In areas of shaky WiFi coverage where the WiFi goes up and down a lot, we sometimes get into a state where one thread is waiting for a cancel and another thread is waiting for an announce, but neither ever succeeds.
This is particularly bad, because the waitForCancelled and waitForAnnounced functions are spinning while loops, and this can easily cause the CPU to get pegged and bring the system to a halt.
Is there any plan to remove the blocking code and replace it with an event-driven model, so that at least if something gets into a bad state, only JmDNS will be affected, and not the whole machine (spinning while loops are a bad thing.)
I'm still looking into this -- it's really hard to reproduce, and I'm not sure what event actually triggers this behavior. It seems that calling recoverTask from any other step will cause this problem, since it will try to cancel, but cancelling runs on the same stateTimer, and since the Prober is waiting for the canceller, bu tthe canceller can never start because the Prober is blocking the stateTimer thread.
These are stack traces from the misbehaving threads:
"JmDNS(192-168-1-3).State.Timer" prio=1 tid=13 RUNNABLE
| group="main" sCount=1 dsCount=0 s=Y obj=0x47cccdf8 self=0x254ac8
| sysTid=4176 nice=19 sched=0/0 cgrp=bg_non_interactive handle=2753408
| schedstat=( 150118100032 192908634375 146559 )
at java.util.concurrent.locks.AbstractQueuedSynchronizer.getState(AbstractQueuedSynchronizer.java:~497)
at java.util.concurrent.locks.ReentrantLock$Sync.nonfairTryAcquire(ReentrantLock.java:106)
at java.util.concurrent.locks.ReentrantLock$NonfairSync.tryAcquire(ReentrantLock.java:189)
at java.util.concurrent.locks.AbstractQueuedSynchronizer.tryAcquireNanos(AbstractQueuedSynchronizer.java:1199)
at java.util.concurrent.locks.ReentrantLock.tryLock(ReentrantLock.java:415)

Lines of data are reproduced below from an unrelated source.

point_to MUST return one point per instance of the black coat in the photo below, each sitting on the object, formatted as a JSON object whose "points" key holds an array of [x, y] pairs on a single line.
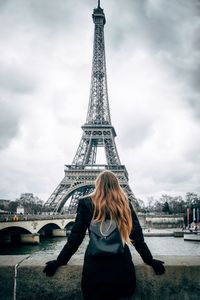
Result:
{"points": [[104, 277]]}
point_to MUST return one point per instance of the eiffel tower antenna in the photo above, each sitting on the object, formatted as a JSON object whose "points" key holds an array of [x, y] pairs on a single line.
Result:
{"points": [[98, 132]]}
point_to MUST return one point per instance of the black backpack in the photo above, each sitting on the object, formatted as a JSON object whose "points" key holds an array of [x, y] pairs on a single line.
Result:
{"points": [[105, 242]]}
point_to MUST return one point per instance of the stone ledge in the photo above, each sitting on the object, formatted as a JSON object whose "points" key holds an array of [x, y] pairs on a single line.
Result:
{"points": [[181, 280]]}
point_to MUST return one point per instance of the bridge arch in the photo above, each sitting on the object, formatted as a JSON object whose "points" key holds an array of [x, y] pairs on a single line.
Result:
{"points": [[77, 187], [13, 234]]}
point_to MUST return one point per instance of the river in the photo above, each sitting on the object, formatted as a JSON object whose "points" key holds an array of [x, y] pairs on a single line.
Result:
{"points": [[157, 245]]}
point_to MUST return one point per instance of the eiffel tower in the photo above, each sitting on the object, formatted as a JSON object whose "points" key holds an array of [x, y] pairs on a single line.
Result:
{"points": [[98, 131]]}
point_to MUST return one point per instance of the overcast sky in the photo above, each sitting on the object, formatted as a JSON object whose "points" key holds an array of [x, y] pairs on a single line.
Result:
{"points": [[153, 70]]}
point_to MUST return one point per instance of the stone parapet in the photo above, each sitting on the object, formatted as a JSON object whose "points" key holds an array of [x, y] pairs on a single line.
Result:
{"points": [[180, 282]]}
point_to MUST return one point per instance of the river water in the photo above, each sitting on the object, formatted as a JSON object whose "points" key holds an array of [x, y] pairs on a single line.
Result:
{"points": [[157, 245]]}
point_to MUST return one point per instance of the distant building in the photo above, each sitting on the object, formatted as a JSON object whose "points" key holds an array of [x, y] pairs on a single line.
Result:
{"points": [[20, 210], [4, 203]]}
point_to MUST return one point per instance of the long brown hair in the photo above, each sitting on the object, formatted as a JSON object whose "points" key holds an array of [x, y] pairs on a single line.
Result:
{"points": [[110, 201]]}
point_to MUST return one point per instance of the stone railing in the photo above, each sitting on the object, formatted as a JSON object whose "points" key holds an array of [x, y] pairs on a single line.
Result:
{"points": [[21, 278]]}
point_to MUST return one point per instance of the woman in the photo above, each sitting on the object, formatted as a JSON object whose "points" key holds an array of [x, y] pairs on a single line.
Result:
{"points": [[106, 277]]}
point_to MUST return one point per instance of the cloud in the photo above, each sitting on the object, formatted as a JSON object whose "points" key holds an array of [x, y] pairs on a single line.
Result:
{"points": [[152, 50]]}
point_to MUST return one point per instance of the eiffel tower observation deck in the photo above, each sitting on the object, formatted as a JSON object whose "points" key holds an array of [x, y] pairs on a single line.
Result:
{"points": [[98, 132]]}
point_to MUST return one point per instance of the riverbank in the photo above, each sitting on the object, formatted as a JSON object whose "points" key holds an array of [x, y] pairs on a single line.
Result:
{"points": [[181, 280]]}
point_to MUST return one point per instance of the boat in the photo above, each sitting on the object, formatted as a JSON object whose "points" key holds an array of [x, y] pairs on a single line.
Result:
{"points": [[192, 237]]}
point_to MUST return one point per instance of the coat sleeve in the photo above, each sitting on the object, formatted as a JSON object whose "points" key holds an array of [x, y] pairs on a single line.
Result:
{"points": [[137, 239], [76, 237]]}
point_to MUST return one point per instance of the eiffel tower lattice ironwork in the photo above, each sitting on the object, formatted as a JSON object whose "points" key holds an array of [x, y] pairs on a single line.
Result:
{"points": [[98, 131]]}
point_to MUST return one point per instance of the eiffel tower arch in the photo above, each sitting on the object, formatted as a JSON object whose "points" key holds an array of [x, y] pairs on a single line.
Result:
{"points": [[98, 132]]}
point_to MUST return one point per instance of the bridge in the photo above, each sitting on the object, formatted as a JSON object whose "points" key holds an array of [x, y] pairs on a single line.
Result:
{"points": [[29, 229]]}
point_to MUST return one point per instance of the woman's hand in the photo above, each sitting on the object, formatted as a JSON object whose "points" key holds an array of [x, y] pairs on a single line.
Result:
{"points": [[51, 267], [158, 267]]}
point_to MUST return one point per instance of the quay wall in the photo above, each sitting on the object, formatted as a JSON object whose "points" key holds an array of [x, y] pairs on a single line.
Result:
{"points": [[180, 281]]}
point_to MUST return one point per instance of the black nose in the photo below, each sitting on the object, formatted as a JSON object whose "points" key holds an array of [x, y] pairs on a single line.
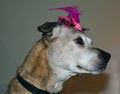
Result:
{"points": [[104, 55]]}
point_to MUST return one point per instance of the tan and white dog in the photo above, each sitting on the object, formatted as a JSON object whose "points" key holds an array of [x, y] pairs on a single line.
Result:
{"points": [[60, 53]]}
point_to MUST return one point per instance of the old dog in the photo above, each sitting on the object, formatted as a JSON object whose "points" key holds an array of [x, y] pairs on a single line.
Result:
{"points": [[63, 51], [60, 53]]}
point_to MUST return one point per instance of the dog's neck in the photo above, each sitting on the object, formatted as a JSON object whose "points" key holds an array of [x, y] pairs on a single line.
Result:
{"points": [[57, 79], [40, 74]]}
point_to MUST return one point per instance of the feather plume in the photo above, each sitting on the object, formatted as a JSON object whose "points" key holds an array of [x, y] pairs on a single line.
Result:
{"points": [[72, 12]]}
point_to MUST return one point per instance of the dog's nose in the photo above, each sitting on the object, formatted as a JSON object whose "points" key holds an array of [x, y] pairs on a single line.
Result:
{"points": [[104, 55]]}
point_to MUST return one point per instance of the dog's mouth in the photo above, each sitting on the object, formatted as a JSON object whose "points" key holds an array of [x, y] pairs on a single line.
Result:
{"points": [[93, 71]]}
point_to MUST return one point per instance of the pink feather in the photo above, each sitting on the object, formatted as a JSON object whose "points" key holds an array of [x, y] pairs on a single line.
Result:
{"points": [[72, 12]]}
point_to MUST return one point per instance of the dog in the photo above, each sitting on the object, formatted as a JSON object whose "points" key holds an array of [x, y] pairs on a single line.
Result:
{"points": [[60, 54]]}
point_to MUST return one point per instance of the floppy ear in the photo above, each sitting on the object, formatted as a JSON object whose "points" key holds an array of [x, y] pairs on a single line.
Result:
{"points": [[47, 27]]}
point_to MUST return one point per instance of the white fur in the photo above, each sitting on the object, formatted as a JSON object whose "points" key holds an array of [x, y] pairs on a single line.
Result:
{"points": [[65, 55]]}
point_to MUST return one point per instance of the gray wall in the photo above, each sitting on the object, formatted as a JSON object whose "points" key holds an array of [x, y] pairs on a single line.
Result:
{"points": [[19, 19]]}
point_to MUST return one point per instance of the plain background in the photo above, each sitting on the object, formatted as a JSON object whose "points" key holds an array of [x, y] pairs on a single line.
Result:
{"points": [[18, 33]]}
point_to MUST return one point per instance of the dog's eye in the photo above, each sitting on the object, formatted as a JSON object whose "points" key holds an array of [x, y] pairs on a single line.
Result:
{"points": [[79, 40]]}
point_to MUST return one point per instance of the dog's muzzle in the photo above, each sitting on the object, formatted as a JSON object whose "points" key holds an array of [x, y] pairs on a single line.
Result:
{"points": [[103, 55]]}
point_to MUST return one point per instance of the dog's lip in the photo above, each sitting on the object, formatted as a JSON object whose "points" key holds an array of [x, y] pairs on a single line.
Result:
{"points": [[92, 71], [80, 67]]}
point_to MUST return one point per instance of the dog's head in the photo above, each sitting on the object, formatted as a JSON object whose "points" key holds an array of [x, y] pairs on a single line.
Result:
{"points": [[71, 50]]}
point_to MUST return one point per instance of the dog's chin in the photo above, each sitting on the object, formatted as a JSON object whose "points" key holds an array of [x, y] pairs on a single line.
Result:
{"points": [[91, 71]]}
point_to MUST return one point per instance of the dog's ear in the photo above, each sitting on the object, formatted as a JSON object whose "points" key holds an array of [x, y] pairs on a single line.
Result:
{"points": [[47, 27]]}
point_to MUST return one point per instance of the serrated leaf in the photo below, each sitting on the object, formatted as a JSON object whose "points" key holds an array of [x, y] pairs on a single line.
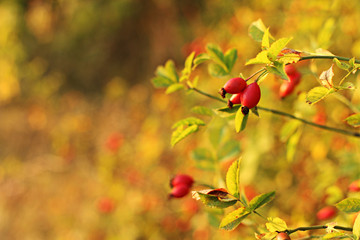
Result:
{"points": [[261, 58], [161, 82], [353, 120], [256, 31], [189, 121], [233, 219], [356, 228], [326, 77], [276, 225], [214, 201], [260, 200], [233, 178], [174, 87], [265, 43], [349, 205], [317, 94], [276, 48], [230, 58], [278, 69], [217, 56], [341, 65], [216, 70], [202, 57], [229, 150], [180, 133], [202, 110]]}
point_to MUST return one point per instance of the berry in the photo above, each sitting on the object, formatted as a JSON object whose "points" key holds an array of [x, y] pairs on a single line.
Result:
{"points": [[326, 213], [182, 179], [235, 99], [283, 236], [234, 85], [250, 97], [180, 191], [354, 186], [286, 89]]}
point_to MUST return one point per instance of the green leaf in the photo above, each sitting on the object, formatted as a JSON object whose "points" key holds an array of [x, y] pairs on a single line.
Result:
{"points": [[233, 178], [260, 200], [202, 57], [217, 56], [276, 225], [161, 82], [230, 149], [276, 48], [265, 44], [317, 94], [174, 87], [356, 228], [180, 133], [230, 58], [188, 121], [214, 201], [342, 65], [216, 70], [261, 58], [233, 219], [349, 205], [278, 69], [202, 110], [257, 29], [353, 120]]}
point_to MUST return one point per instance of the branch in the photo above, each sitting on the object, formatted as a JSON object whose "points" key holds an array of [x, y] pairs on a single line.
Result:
{"points": [[338, 130], [318, 227]]}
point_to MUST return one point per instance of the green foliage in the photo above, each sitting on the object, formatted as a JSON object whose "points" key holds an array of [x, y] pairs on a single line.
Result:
{"points": [[349, 205]]}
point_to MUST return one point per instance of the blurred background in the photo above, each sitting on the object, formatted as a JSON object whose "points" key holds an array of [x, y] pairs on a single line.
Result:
{"points": [[85, 138]]}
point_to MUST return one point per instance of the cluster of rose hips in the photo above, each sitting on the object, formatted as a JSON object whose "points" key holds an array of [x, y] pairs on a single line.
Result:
{"points": [[287, 87], [181, 185], [246, 95]]}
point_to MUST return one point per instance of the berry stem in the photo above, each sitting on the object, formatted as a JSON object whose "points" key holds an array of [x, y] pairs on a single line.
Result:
{"points": [[277, 112], [327, 57], [290, 231]]}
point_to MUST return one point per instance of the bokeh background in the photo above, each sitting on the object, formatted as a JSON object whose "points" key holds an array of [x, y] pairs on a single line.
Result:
{"points": [[85, 138]]}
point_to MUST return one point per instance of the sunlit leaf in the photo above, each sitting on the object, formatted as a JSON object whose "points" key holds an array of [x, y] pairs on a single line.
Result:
{"points": [[276, 225], [353, 120], [256, 31], [217, 56], [233, 178], [230, 58], [317, 94], [261, 58], [233, 219], [180, 133], [326, 77], [188, 121], [174, 87], [276, 48], [261, 200], [202, 110], [349, 205]]}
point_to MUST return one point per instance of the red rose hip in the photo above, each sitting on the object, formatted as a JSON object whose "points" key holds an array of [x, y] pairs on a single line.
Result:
{"points": [[250, 97], [326, 213], [234, 85], [180, 191]]}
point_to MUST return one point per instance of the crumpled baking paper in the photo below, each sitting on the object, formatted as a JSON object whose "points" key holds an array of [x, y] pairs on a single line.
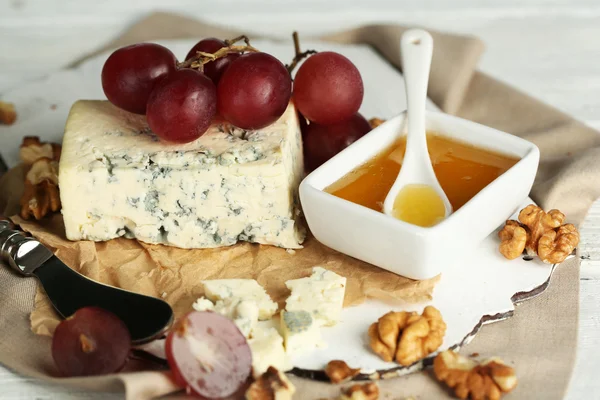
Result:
{"points": [[174, 274]]}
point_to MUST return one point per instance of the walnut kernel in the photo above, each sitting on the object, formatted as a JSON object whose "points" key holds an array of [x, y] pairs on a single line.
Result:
{"points": [[407, 337], [513, 239], [555, 246], [366, 391], [540, 233], [472, 380], [375, 122], [271, 385], [538, 222]]}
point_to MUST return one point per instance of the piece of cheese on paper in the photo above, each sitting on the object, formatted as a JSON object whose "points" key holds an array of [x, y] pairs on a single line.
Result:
{"points": [[321, 295], [117, 179], [246, 289]]}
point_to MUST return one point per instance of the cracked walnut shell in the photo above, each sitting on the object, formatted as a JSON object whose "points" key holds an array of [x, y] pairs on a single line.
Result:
{"points": [[32, 149], [40, 194], [366, 391], [271, 385], [407, 337], [471, 380], [513, 239]]}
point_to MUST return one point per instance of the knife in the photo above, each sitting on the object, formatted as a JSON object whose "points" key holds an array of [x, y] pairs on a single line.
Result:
{"points": [[147, 318]]}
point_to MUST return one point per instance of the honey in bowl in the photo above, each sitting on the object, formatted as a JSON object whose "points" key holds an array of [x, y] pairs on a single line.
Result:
{"points": [[462, 170]]}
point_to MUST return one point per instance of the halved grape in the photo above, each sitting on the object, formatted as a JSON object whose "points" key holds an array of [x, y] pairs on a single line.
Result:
{"points": [[328, 88], [181, 107], [213, 69], [321, 142], [130, 74], [208, 354], [92, 341], [254, 91]]}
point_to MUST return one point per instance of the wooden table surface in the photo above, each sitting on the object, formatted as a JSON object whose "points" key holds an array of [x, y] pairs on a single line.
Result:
{"points": [[548, 48]]}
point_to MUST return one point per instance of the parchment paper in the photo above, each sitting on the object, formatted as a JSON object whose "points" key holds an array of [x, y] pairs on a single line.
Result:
{"points": [[174, 274]]}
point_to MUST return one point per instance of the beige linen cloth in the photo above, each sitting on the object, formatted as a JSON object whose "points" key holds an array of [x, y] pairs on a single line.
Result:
{"points": [[539, 340]]}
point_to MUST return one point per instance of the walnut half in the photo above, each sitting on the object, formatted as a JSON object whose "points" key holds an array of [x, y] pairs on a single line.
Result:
{"points": [[375, 122], [271, 385], [366, 391], [539, 233], [407, 337], [8, 115], [513, 239], [471, 380]]}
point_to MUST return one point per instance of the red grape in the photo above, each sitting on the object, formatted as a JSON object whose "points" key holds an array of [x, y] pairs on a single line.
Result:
{"points": [[130, 74], [328, 88], [213, 69], [181, 107], [91, 342], [321, 142], [208, 354], [254, 91]]}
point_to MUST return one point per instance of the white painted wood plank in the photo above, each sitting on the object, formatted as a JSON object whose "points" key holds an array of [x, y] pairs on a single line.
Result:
{"points": [[589, 245], [584, 381]]}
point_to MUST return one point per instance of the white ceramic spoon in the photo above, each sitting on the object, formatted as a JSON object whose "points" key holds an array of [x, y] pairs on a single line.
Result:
{"points": [[417, 48]]}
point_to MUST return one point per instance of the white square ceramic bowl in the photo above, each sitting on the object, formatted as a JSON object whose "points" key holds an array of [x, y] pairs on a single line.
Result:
{"points": [[405, 249]]}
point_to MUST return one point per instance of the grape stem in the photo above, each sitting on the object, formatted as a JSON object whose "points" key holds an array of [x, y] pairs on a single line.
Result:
{"points": [[299, 55], [202, 58]]}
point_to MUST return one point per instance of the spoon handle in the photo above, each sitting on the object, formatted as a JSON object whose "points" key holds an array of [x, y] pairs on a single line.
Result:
{"points": [[417, 49]]}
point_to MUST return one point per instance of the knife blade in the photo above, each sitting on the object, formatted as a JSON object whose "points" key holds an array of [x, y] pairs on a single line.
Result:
{"points": [[147, 318]]}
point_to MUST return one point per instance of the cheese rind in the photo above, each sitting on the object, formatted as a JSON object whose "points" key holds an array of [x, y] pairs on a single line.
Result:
{"points": [[118, 180], [321, 294], [300, 332], [245, 289]]}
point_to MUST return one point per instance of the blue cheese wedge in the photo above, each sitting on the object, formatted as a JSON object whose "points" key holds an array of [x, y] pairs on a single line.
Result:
{"points": [[267, 349], [117, 179], [245, 289], [244, 313], [300, 332], [321, 295]]}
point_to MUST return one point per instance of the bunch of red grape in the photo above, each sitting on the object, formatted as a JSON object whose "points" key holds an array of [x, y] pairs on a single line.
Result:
{"points": [[328, 91], [250, 90], [206, 352]]}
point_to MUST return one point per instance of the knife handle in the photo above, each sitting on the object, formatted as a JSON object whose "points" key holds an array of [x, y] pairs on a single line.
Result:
{"points": [[24, 254]]}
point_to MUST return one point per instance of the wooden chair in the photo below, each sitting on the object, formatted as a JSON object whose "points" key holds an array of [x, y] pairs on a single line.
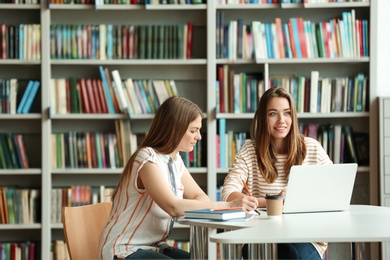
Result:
{"points": [[82, 228]]}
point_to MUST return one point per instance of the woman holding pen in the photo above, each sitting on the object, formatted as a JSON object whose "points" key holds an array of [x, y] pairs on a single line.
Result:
{"points": [[155, 188], [263, 164]]}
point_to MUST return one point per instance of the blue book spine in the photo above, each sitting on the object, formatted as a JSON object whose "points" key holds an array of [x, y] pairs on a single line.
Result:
{"points": [[21, 41], [296, 37], [222, 142], [24, 97], [269, 40], [145, 97], [109, 41], [107, 92], [31, 96]]}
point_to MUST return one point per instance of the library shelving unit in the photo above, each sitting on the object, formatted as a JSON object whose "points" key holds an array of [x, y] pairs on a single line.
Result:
{"points": [[384, 140], [195, 78]]}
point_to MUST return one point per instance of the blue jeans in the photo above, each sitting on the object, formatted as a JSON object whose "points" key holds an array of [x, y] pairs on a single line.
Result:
{"points": [[168, 253], [292, 251]]}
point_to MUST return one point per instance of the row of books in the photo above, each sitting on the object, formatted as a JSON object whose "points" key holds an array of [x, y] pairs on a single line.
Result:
{"points": [[329, 1], [21, 41], [11, 99], [13, 152], [85, 150], [324, 95], [59, 250], [76, 195], [237, 92], [228, 144], [196, 157], [184, 245], [108, 41], [240, 92], [19, 205], [18, 251], [342, 144], [128, 2], [297, 38]]}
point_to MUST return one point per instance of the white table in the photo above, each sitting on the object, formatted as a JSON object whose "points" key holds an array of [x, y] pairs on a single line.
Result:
{"points": [[361, 223]]}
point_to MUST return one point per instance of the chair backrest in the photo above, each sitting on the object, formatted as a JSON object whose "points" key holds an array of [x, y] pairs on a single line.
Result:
{"points": [[83, 226]]}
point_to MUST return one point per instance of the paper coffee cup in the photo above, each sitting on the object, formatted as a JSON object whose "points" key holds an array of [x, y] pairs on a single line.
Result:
{"points": [[274, 205]]}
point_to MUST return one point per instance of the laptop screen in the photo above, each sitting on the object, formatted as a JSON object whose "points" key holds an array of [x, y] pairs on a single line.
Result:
{"points": [[319, 188]]}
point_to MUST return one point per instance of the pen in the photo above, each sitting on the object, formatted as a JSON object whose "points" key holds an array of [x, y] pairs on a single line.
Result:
{"points": [[232, 208], [249, 193]]}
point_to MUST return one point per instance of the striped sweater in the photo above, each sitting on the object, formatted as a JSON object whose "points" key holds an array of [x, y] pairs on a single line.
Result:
{"points": [[136, 221], [245, 168]]}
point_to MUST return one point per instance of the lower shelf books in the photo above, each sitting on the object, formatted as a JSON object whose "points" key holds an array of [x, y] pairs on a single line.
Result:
{"points": [[216, 214]]}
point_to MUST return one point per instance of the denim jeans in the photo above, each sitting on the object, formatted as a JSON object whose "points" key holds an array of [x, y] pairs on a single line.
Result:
{"points": [[168, 253], [292, 251]]}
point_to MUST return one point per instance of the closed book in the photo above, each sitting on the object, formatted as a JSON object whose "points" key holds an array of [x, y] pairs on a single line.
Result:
{"points": [[25, 96], [216, 214], [30, 99]]}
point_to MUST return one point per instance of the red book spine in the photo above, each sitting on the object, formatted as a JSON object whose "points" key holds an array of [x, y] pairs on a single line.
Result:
{"points": [[84, 99], [189, 40], [302, 40]]}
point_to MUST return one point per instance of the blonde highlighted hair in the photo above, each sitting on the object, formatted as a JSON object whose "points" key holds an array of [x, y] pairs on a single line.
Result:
{"points": [[294, 141], [168, 127]]}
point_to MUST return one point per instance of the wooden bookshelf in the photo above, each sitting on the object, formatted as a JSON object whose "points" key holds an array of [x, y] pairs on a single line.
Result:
{"points": [[195, 79]]}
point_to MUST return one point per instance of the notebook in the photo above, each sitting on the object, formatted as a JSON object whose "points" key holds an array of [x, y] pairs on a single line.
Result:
{"points": [[319, 188]]}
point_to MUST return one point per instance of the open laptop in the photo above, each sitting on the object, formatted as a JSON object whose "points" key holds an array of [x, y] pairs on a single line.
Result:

at javax.jmdns.impl.DNSStatefulObject$DefaultImplementation.waitForCanceled(DNSStatefulObject.java:266)
at javax.jmdns.impl.HostInfo.waitForCanceled(HostInfo.java:395)
at javax.jmdns.impl.JmDNSImpl.waitForCanceled(JmDNSImpl.java:456)
at javax.jmdns.impl.JmDNSImpl.recover(JmDNSImpl.java:1369)
at javax.jmdns.impl.tasks.state.Prober.recoverTask(Prober.java:144)
at javax.jmdns.impl.tasks.state.DNSStateTask.run(DNSStateTask.java:145)
at java.util.Timer$TimerImpl.run(Timer.java:289)
"SyncService worker" prio=1 tid=8 RUNNABLE
| group="main" sCount=1 dsCount=0 s=Y obj=0x47c950a8 self=0x261808
| sysTid=3099 nice=19 sched=0/0 cgrp=bg_non_interactive handle=2573336
| schedstat=( 209572919166 231530661529 214000 )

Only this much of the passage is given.